Fric worried a little about being put in a booby hatch. No one had ever before suggested that he belonged in one. But at least one booby hatch was a part of his family history. Someone would remember a certain experience of Nominal Mom’s, and maybe they would look at Fric and think, Here’s a booby in need of a hatch.
Worse, he had earlier lied to Mr. Truman, and now he would have to admit to that lie.
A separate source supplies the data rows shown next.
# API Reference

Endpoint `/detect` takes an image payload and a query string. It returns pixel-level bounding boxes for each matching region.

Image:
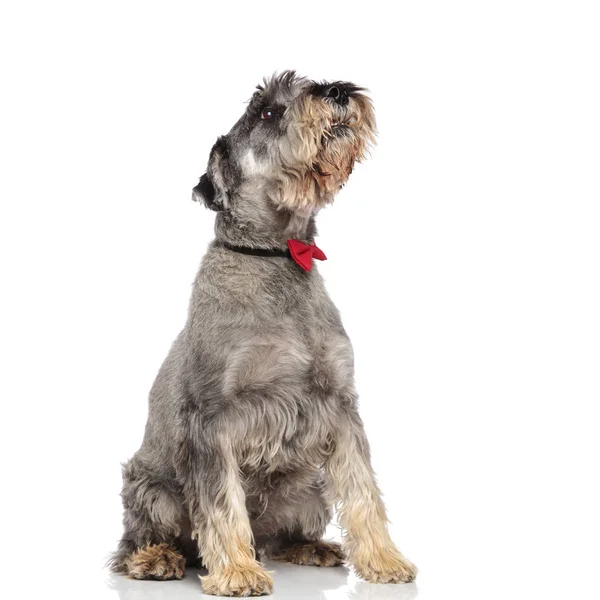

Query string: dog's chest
[227,323,353,476]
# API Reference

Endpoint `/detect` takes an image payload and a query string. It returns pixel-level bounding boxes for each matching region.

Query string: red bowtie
[288,240,327,271]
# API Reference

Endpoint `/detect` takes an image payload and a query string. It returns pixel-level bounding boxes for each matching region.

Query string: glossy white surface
[106,563,418,600]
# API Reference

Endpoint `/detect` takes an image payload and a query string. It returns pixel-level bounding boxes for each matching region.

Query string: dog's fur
[111,72,416,596]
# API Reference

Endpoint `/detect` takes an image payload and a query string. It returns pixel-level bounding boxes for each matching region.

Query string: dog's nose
[325,85,348,106]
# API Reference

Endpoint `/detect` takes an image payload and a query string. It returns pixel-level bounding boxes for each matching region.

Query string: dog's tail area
[106,538,136,574]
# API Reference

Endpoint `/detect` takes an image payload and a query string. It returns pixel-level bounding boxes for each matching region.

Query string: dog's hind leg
[109,457,185,580]
[257,474,344,567]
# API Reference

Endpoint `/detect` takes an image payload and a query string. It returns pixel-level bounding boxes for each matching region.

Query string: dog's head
[193,71,375,214]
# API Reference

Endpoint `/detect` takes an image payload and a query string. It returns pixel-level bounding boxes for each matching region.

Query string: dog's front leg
[325,408,417,583]
[188,440,273,596]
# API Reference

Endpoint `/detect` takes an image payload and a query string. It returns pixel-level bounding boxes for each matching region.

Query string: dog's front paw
[354,548,417,583]
[125,544,185,580]
[200,563,273,597]
[271,540,344,567]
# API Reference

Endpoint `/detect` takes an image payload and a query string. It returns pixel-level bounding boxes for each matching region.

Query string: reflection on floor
[107,563,418,600]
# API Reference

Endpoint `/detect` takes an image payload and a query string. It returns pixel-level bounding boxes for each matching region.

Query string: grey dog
[111,71,416,596]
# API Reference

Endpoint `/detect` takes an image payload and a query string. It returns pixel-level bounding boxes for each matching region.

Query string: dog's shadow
[107,562,418,600]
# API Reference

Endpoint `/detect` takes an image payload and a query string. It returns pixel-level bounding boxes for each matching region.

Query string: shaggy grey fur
[111,72,414,595]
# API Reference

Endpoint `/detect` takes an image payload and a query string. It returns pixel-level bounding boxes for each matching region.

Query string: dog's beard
[272,94,375,211]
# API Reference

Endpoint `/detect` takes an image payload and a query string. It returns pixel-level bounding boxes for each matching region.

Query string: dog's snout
[313,83,348,106]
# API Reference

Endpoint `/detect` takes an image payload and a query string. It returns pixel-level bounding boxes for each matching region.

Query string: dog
[111,71,416,596]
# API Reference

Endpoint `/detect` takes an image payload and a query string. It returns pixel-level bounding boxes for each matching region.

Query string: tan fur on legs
[201,562,273,597]
[196,440,273,596]
[125,544,185,580]
[271,540,344,567]
[326,414,417,583]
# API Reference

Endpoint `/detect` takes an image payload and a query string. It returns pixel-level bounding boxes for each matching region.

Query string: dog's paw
[271,541,344,567]
[200,563,273,597]
[125,544,185,580]
[353,548,417,583]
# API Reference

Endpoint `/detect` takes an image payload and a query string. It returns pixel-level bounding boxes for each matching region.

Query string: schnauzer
[111,71,416,596]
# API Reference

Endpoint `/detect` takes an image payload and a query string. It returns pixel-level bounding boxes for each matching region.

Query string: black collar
[221,242,291,258]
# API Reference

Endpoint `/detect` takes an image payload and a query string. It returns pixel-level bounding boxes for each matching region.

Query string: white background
[0,0,600,600]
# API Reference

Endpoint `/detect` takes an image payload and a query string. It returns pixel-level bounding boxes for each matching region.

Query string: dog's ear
[192,137,232,210]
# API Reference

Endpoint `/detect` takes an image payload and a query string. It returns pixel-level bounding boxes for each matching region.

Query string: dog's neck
[215,191,317,249]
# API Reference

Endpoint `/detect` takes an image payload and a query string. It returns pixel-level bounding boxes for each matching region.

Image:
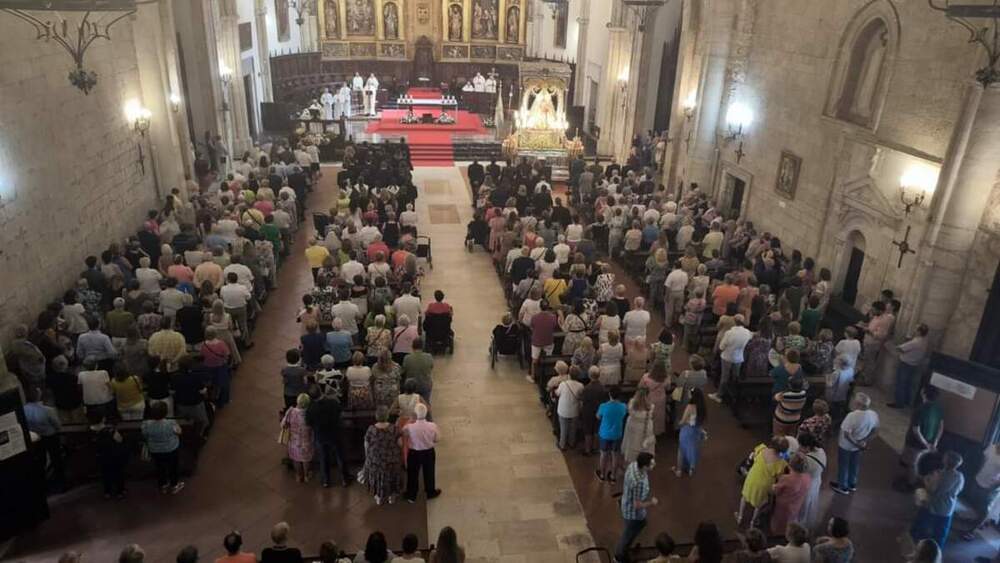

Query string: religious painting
[552,2,569,49]
[379,43,406,59]
[497,47,524,61]
[347,0,375,36]
[472,0,500,39]
[350,43,375,58]
[274,0,292,41]
[774,151,802,199]
[323,0,340,39]
[448,4,462,41]
[441,45,469,59]
[323,43,351,59]
[382,2,399,39]
[506,6,521,43]
[472,45,497,59]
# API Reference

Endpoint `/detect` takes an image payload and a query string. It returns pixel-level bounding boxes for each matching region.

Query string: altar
[504,62,573,162]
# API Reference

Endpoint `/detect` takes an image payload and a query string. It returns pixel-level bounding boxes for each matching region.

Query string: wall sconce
[899,164,940,215]
[681,90,698,121]
[288,0,313,27]
[219,61,233,86]
[725,102,753,164]
[125,100,153,136]
[167,92,181,113]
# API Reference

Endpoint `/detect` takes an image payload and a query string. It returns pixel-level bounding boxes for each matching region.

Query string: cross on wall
[892,225,917,268]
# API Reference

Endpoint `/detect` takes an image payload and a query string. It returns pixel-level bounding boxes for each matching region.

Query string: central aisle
[414,167,592,563]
He had not reported his weird conversations with Mysterious Caller because even that stuff had seemed too wickedly strange to be believed. He had hoped that if he just talked about a heavy-breathing pervert, Mr. Truman would track back the calls, find the scumbag—assuming that Mysterious Caller was a scumbag—and get to the bottom of this bizarreness.
Mr. Truman had asked if Fric was telling him everything, and Fric had said, “Sure. It was this breather,” which is where the lie had been told.
Now Fric would have to admit that he’d not been what cops called “entirely forthcoming,” and cops on TV weren’t happy with dirtbags who withheld information. From then on, Mr. Truman would be rightly suspicious of him, wondering if the son of the biggest movie star in the world was actually just another sleazeball in the making.
Yet he had to tell Mr. Truman about Mysterious Caller in order to tell him about the Robin Goodfellow who was actually Moloch, and he had to tell him about Moloch in order to prepare him for the story of the totally insane events that had happened in the attic.
This seemed like way too much crazy stuff to explain to anyone in one big load, let alone to a cynical ex-cop who had seen it all twice too often and who hated unforthcoming slopbuckets. By not telling Mr. Truman the full truth earlier in the evening, Fric had dug a hole for himself, just like stupid people in stupid cop shows were always digging holes for themselves, innocent and guilty alike.
Lying won’t get you anything but misery.
Yeah, yeah, yeah.
The sole proof of his tale was the crumpled photograph of the pretty lady with the gentle smile, which had been thrust into his hands by the man in the mirror.
He stared at the door to Mr. Truman’s apartment.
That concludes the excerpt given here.